Politique de la chaise vide :

Attitude qui consiste à ne pas siéger à un conseil dans lequel le représentant absent est indispensable pour prendre une décision. Cette attitude vise à signifier l’opposition du membre absent aux autres membres du conseil et empêcher les prises de décision contraires à ses intérêts.

Les changements socio-économiques de la France du général

En plein dans les Trente Glorieuses, la France connait une forte croissance économique depuis l’après-guerre et va connaitre une diversification industrielle grâce à l’impulsion de De Gaulle, qui va axer l’économie sur des secteurs novateurs. Cependant, il va devoir faire face aux demandes de changements sociaux et culturels de la jeunesse.

Une France à la pointe de la technologie

Accédant au pouvoir alors que la France connaît les Trente Glorieuses, une période de croissance sans précédent, de Gaulle va tirer profit du dynamisme et de l’optimisme de la société française.

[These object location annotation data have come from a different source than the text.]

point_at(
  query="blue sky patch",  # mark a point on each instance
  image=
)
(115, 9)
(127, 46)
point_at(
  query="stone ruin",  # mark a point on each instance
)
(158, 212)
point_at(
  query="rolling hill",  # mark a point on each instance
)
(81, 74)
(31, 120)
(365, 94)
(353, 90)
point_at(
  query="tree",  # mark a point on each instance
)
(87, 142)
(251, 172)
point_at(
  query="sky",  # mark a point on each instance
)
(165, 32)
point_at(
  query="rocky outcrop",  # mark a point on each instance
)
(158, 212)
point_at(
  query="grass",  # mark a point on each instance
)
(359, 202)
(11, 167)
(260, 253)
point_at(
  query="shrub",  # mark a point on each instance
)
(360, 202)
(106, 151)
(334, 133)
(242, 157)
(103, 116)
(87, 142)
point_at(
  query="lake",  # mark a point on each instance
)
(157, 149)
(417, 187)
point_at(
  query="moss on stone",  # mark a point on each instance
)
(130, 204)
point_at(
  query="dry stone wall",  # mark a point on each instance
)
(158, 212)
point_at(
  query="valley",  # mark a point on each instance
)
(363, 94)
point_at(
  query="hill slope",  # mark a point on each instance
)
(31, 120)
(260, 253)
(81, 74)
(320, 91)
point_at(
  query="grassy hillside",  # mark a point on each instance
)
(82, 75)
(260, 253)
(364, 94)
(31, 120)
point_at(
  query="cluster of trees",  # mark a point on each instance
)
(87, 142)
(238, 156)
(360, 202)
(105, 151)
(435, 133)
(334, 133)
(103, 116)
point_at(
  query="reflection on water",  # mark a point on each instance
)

La poursuite de la politique keynésienne et de l’État providence, installés depuis l’après-guerre, permet à de nombreux Français de voir leurs conditions de vie s’améliorer. Soucieux de faire de la France la plus grande puissance d’Europe et de faire partie des nations les plus importantes du monde, de Gaulle va soutenir la réalisation d’infrastructures modernes et de qualité et accompagner les efforts de modernisation.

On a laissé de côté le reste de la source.